Beck also spent her childhood living periodically in Italy with her family, and discovering a love for basketball. “I felt this was all part of a tapestry I was becoming,” she said.

She said her father also loved basketball so he taught her how to play when she was little. Occasionally, though, the basketball and piano lessons became activities of conflicting interest. “I’d jam my fingers during basketball sometimes and I couldn’t play for my piano teacher,” she said.

Beck played four years of basketball at Barnard College, where she was named a “Small School All-American in Division 3.” She said that playing basketball gave her self-discipline. “I’ve always felt that discipline is the most important part of an education,” Beck said.

After her run at Barnard, Beck took some time off. “I didn’t want to be an academic at first because my father was an academic and I didn’t want to do the same thing. I took some years off after I graduated from college,” she said.

She originally got a job as a secretary, then another job monitoring the parts division at the Fiat car company headquarters.

After some time in the real world, Beck said, “I really understood what most of America does and how limiting it felt to me.” She decided to return to her schooling at Columbia University, where she received her Ph.D.

“The thing about being an academic is it’s a wonderful freedom. I felt like I didn’t have any freedom in the 9 to 5 job. But it gave me wonderful perspective. When everyone was falling asleep in graduate seminar, I was busy taking notes in the front row with a big smile,” she said. Beck said she generally encourages students to take some time off before they go back to school.

Now in her fifth year at LC, Beck just returned from a sabbatical spent working on a collection of music and art from 14th-century Padua, Italy, at the Newberry Library in Chicago. She said she was able to “put together a good chunk” of her latest project. She also traveled to Padua for three weeks last semester to complete some on-site research.

“Singing in the Garden: Music and Culture in the Tuscan Trecento,” a book Beck completed before she left for sabbatical, is in press and should come out in five or six months.

Next up for Beck is a trip to London as the leader of the LC overseas group next semester. Following her own tradition of integrating education and creativity, she decided each student would have the choice to work as an intern or draft a manuscript for a novel for his or her final project. The idea for the novel developed after thinking about her own past.

“I kept thinking, ‘what was I doing when I was 21?’ I was obviously writing a diary as many people write diaries when they go overseas, but I thought, ‘why not take it one step further?’ You can use your daily life and the new life you have around you as part of the story,” Beck said.

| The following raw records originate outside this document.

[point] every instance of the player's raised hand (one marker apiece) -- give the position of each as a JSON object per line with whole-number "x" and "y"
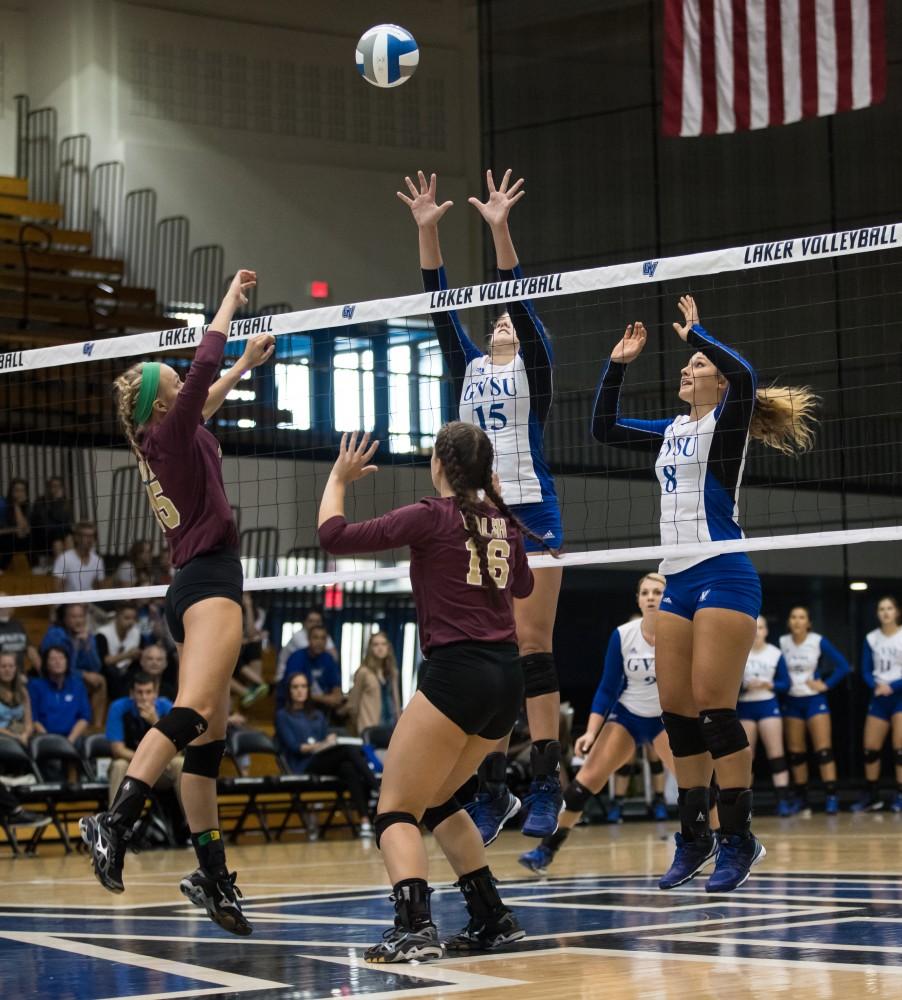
{"x": 496, "y": 208}
{"x": 631, "y": 344}
{"x": 353, "y": 460}
{"x": 689, "y": 310}
{"x": 422, "y": 202}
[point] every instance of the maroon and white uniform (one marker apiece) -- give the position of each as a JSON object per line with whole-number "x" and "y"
{"x": 452, "y": 599}
{"x": 182, "y": 466}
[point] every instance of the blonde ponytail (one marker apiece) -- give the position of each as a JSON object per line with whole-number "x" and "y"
{"x": 784, "y": 418}
{"x": 127, "y": 387}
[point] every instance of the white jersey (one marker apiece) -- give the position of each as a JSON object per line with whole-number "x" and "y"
{"x": 640, "y": 696}
{"x": 497, "y": 399}
{"x": 760, "y": 666}
{"x": 886, "y": 656}
{"x": 801, "y": 661}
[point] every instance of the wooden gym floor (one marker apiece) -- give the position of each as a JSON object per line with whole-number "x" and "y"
{"x": 821, "y": 917}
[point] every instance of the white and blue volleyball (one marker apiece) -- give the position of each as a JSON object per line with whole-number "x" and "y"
{"x": 387, "y": 55}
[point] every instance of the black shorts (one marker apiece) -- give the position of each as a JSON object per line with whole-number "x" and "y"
{"x": 477, "y": 685}
{"x": 213, "y": 574}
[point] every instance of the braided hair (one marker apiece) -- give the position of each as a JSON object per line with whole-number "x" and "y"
{"x": 127, "y": 387}
{"x": 467, "y": 456}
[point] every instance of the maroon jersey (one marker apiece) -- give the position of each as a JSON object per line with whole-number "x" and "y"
{"x": 182, "y": 466}
{"x": 453, "y": 601}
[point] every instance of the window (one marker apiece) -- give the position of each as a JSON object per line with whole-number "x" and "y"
{"x": 293, "y": 394}
{"x": 353, "y": 391}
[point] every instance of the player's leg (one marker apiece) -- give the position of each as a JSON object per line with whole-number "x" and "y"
{"x": 876, "y": 730}
{"x": 695, "y": 844}
{"x": 722, "y": 638}
{"x": 771, "y": 731}
{"x": 897, "y": 755}
{"x": 614, "y": 746}
{"x": 820, "y": 730}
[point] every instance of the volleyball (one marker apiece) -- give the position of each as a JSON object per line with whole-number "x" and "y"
{"x": 387, "y": 55}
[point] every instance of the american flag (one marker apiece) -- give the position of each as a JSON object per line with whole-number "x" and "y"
{"x": 731, "y": 65}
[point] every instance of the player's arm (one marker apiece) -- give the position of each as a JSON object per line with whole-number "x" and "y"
{"x": 782, "y": 680}
{"x": 188, "y": 409}
{"x": 841, "y": 667}
{"x": 259, "y": 349}
{"x": 456, "y": 347}
{"x": 608, "y": 426}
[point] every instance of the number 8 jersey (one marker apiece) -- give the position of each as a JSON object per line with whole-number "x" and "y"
{"x": 699, "y": 463}
{"x": 509, "y": 402}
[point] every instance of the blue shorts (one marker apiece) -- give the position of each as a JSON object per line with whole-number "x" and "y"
{"x": 805, "y": 707}
{"x": 729, "y": 581}
{"x": 642, "y": 728}
{"x": 755, "y": 711}
{"x": 885, "y": 706}
{"x": 542, "y": 519}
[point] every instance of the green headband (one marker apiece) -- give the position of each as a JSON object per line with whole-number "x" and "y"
{"x": 150, "y": 382}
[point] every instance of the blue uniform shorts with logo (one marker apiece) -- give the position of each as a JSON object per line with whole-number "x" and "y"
{"x": 885, "y": 706}
{"x": 805, "y": 707}
{"x": 642, "y": 728}
{"x": 542, "y": 519}
{"x": 729, "y": 581}
{"x": 755, "y": 711}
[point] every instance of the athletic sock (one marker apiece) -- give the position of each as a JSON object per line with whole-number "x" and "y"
{"x": 129, "y": 802}
{"x": 493, "y": 774}
{"x": 545, "y": 758}
{"x": 694, "y": 816}
{"x": 735, "y": 808}
{"x": 411, "y": 897}
{"x": 553, "y": 843}
{"x": 210, "y": 851}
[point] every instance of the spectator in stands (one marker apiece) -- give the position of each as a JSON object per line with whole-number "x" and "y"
{"x": 71, "y": 634}
{"x": 119, "y": 648}
{"x": 14, "y": 639}
{"x": 15, "y": 705}
{"x": 308, "y": 747}
{"x": 154, "y": 662}
{"x": 51, "y": 521}
{"x": 138, "y": 561}
{"x": 319, "y": 667}
{"x": 80, "y": 568}
{"x": 128, "y": 720}
{"x": 300, "y": 640}
{"x": 375, "y": 698}
{"x": 247, "y": 679}
{"x": 59, "y": 698}
{"x": 15, "y": 523}
{"x": 13, "y": 814}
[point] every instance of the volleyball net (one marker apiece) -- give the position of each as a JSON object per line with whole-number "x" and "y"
{"x": 821, "y": 311}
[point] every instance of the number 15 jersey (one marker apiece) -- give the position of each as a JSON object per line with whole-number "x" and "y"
{"x": 452, "y": 602}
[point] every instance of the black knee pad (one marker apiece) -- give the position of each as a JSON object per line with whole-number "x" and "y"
{"x": 181, "y": 726}
{"x": 384, "y": 820}
{"x": 438, "y": 814}
{"x": 722, "y": 732}
{"x": 204, "y": 759}
{"x": 777, "y": 764}
{"x": 685, "y": 735}
{"x": 539, "y": 674}
{"x": 576, "y": 796}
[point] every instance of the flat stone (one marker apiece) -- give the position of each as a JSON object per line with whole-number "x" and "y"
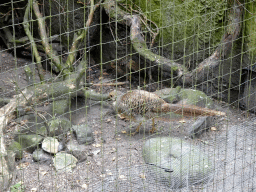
{"x": 40, "y": 156}
{"x": 50, "y": 145}
{"x": 79, "y": 151}
{"x": 64, "y": 162}
{"x": 83, "y": 134}
{"x": 17, "y": 149}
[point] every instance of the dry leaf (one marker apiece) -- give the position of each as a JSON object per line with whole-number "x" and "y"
{"x": 43, "y": 172}
{"x": 23, "y": 122}
{"x": 122, "y": 177}
{"x": 96, "y": 152}
{"x": 108, "y": 120}
{"x": 121, "y": 116}
{"x": 96, "y": 145}
{"x": 46, "y": 103}
{"x": 142, "y": 176}
{"x": 85, "y": 186}
{"x": 182, "y": 121}
{"x": 22, "y": 165}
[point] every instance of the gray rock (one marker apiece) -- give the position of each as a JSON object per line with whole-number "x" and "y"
{"x": 29, "y": 142}
{"x": 170, "y": 95}
{"x": 175, "y": 162}
{"x": 17, "y": 149}
{"x": 50, "y": 145}
{"x": 40, "y": 156}
{"x": 83, "y": 134}
{"x": 201, "y": 125}
{"x": 64, "y": 162}
{"x": 79, "y": 151}
{"x": 185, "y": 96}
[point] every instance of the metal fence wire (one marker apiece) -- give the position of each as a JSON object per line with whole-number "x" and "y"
{"x": 127, "y": 95}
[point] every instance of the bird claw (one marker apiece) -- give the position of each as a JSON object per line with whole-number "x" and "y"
{"x": 132, "y": 134}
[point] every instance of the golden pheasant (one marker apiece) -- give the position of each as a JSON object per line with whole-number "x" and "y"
{"x": 137, "y": 105}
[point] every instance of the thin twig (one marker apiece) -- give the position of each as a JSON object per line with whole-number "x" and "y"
{"x": 112, "y": 84}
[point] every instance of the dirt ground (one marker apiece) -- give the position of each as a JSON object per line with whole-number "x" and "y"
{"x": 114, "y": 153}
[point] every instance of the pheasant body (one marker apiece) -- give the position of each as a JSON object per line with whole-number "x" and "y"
{"x": 138, "y": 105}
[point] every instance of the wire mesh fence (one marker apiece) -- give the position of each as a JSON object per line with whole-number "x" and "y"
{"x": 127, "y": 95}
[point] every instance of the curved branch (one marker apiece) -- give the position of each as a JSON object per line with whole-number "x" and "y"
{"x": 167, "y": 65}
{"x": 224, "y": 48}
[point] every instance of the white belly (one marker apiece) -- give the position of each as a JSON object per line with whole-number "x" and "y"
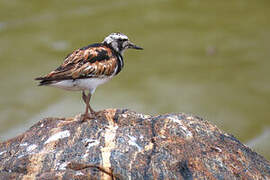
{"x": 80, "y": 84}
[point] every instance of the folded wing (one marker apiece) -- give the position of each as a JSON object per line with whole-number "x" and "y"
{"x": 88, "y": 62}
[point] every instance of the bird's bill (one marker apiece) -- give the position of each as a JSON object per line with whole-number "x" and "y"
{"x": 133, "y": 46}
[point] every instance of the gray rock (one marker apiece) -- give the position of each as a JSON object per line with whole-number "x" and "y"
{"x": 121, "y": 144}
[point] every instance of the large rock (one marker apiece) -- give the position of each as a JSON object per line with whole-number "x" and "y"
{"x": 122, "y": 144}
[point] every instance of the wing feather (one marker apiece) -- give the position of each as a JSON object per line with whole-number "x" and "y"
{"x": 84, "y": 63}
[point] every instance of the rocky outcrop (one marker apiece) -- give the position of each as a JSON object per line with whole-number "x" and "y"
{"x": 121, "y": 144}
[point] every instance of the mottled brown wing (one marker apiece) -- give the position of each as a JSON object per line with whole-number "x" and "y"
{"x": 82, "y": 63}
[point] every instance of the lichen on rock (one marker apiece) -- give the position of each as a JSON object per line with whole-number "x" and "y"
{"x": 122, "y": 144}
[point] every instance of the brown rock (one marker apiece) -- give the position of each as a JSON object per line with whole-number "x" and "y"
{"x": 122, "y": 144}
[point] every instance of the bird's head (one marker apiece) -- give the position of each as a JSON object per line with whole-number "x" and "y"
{"x": 120, "y": 42}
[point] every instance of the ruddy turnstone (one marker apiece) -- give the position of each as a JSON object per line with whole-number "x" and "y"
{"x": 88, "y": 67}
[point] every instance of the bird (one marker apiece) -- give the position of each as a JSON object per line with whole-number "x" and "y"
{"x": 88, "y": 67}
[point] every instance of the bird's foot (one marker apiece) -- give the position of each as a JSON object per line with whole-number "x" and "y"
{"x": 92, "y": 115}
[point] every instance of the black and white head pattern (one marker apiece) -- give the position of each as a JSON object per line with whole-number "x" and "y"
{"x": 118, "y": 41}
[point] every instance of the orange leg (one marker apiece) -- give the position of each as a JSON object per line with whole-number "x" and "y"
{"x": 87, "y": 99}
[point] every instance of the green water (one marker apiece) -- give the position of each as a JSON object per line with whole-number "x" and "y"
{"x": 209, "y": 58}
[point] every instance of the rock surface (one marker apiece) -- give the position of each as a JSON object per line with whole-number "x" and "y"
{"x": 121, "y": 144}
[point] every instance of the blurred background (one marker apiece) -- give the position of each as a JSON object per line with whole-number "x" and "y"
{"x": 208, "y": 58}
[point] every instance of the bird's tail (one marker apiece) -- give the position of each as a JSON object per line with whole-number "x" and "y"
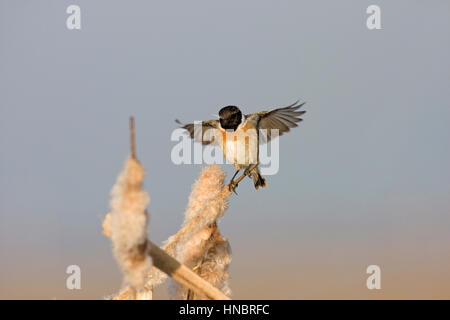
{"x": 258, "y": 179}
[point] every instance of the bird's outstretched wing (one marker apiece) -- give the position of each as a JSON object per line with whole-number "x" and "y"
{"x": 205, "y": 131}
{"x": 281, "y": 119}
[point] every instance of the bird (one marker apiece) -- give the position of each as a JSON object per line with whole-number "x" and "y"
{"x": 239, "y": 135}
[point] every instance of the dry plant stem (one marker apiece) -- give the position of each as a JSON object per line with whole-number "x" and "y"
{"x": 183, "y": 274}
{"x": 132, "y": 139}
{"x": 195, "y": 221}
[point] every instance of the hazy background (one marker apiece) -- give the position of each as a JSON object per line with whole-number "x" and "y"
{"x": 363, "y": 180}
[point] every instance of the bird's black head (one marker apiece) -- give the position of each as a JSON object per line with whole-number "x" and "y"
{"x": 230, "y": 117}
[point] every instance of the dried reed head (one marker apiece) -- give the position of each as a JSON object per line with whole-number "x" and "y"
{"x": 128, "y": 224}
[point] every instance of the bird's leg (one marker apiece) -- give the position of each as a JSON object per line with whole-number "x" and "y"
{"x": 247, "y": 170}
{"x": 231, "y": 185}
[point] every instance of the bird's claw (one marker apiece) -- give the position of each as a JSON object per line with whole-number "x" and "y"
{"x": 232, "y": 187}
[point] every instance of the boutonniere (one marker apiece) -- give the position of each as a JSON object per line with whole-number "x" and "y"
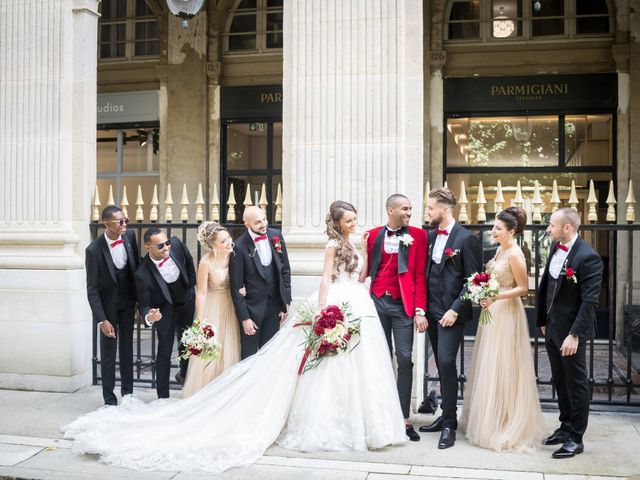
{"x": 570, "y": 273}
{"x": 406, "y": 239}
{"x": 450, "y": 252}
{"x": 276, "y": 244}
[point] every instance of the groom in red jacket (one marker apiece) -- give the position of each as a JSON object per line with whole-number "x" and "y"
{"x": 397, "y": 256}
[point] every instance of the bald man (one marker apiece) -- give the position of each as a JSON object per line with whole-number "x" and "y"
{"x": 260, "y": 265}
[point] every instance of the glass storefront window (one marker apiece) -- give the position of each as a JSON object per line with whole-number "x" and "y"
{"x": 587, "y": 140}
{"x": 127, "y": 157}
{"x": 502, "y": 141}
{"x": 252, "y": 158}
{"x": 254, "y": 26}
{"x": 247, "y": 146}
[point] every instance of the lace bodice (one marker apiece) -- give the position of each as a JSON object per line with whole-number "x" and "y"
{"x": 218, "y": 277}
{"x": 499, "y": 265}
{"x": 339, "y": 273}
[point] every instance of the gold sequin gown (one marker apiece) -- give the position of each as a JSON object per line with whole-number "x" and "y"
{"x": 219, "y": 311}
{"x": 501, "y": 405}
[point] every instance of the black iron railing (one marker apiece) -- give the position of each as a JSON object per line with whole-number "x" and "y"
{"x": 614, "y": 353}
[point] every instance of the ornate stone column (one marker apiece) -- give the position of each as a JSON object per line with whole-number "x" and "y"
{"x": 47, "y": 173}
{"x": 352, "y": 117}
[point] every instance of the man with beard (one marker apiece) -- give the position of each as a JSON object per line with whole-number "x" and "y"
{"x": 259, "y": 264}
{"x": 397, "y": 255}
{"x": 455, "y": 254}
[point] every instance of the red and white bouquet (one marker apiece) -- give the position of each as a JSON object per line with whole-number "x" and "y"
{"x": 200, "y": 341}
{"x": 482, "y": 286}
{"x": 332, "y": 331}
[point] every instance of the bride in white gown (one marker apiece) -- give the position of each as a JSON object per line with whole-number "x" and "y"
{"x": 348, "y": 402}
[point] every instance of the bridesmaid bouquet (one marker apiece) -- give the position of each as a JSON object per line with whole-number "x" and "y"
{"x": 482, "y": 286}
{"x": 200, "y": 341}
{"x": 331, "y": 333}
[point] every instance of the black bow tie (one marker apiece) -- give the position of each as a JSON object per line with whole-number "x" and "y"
{"x": 399, "y": 232}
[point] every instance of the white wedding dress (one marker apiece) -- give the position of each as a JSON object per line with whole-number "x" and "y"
{"x": 349, "y": 402}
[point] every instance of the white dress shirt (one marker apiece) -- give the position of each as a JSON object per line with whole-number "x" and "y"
{"x": 391, "y": 242}
{"x": 169, "y": 270}
{"x": 263, "y": 248}
{"x": 118, "y": 253}
{"x": 441, "y": 241}
{"x": 559, "y": 257}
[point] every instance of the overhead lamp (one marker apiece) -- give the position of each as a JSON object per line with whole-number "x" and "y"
{"x": 185, "y": 9}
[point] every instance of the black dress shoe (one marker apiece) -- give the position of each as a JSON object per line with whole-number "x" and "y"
{"x": 429, "y": 404}
{"x": 557, "y": 438}
{"x": 411, "y": 433}
{"x": 447, "y": 438}
{"x": 434, "y": 427}
{"x": 569, "y": 449}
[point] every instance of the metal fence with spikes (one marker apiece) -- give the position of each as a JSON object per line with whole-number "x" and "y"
{"x": 613, "y": 356}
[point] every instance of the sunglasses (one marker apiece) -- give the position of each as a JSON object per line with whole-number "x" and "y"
{"x": 122, "y": 221}
{"x": 160, "y": 246}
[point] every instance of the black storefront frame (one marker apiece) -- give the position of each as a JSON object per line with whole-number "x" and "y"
{"x": 262, "y": 104}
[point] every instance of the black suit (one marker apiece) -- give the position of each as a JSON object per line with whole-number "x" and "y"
{"x": 445, "y": 287}
{"x": 268, "y": 289}
{"x": 112, "y": 296}
{"x": 176, "y": 302}
{"x": 565, "y": 307}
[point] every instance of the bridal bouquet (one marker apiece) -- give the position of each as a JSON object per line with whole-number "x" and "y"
{"x": 482, "y": 286}
{"x": 200, "y": 341}
{"x": 331, "y": 332}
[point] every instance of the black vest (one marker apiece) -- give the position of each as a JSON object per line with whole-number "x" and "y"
{"x": 552, "y": 288}
{"x": 126, "y": 287}
{"x": 271, "y": 275}
{"x": 179, "y": 292}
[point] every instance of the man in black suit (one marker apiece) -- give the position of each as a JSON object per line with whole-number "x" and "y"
{"x": 165, "y": 283}
{"x": 260, "y": 264}
{"x": 566, "y": 304}
{"x": 111, "y": 261}
{"x": 455, "y": 254}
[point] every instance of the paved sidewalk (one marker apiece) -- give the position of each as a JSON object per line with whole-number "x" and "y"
{"x": 32, "y": 447}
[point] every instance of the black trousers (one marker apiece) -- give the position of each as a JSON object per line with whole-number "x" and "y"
{"x": 175, "y": 319}
{"x": 267, "y": 328}
{"x": 395, "y": 322}
{"x": 123, "y": 343}
{"x": 571, "y": 381}
{"x": 445, "y": 342}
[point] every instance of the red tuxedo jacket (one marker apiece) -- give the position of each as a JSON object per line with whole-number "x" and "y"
{"x": 412, "y": 262}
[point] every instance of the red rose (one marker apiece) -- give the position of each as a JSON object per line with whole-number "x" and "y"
{"x": 334, "y": 312}
{"x": 480, "y": 278}
{"x": 207, "y": 330}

No matter where her teaching brings her, Beck uses creative tactics to educate. She said she was raised in an environment where the artists and the academics were the same people. Since there was not a division when she was younger, it feels natural to combine the two today, she said.

“My goal is for the student to be expressive and take ownership of the material...to find their own meaning in it,” Beck said. “I want students to really know the material, not memorize it. That’s also why I use creative methods to teach. That’s how I feel you really learn it. My greatest joy is to see a student learn.”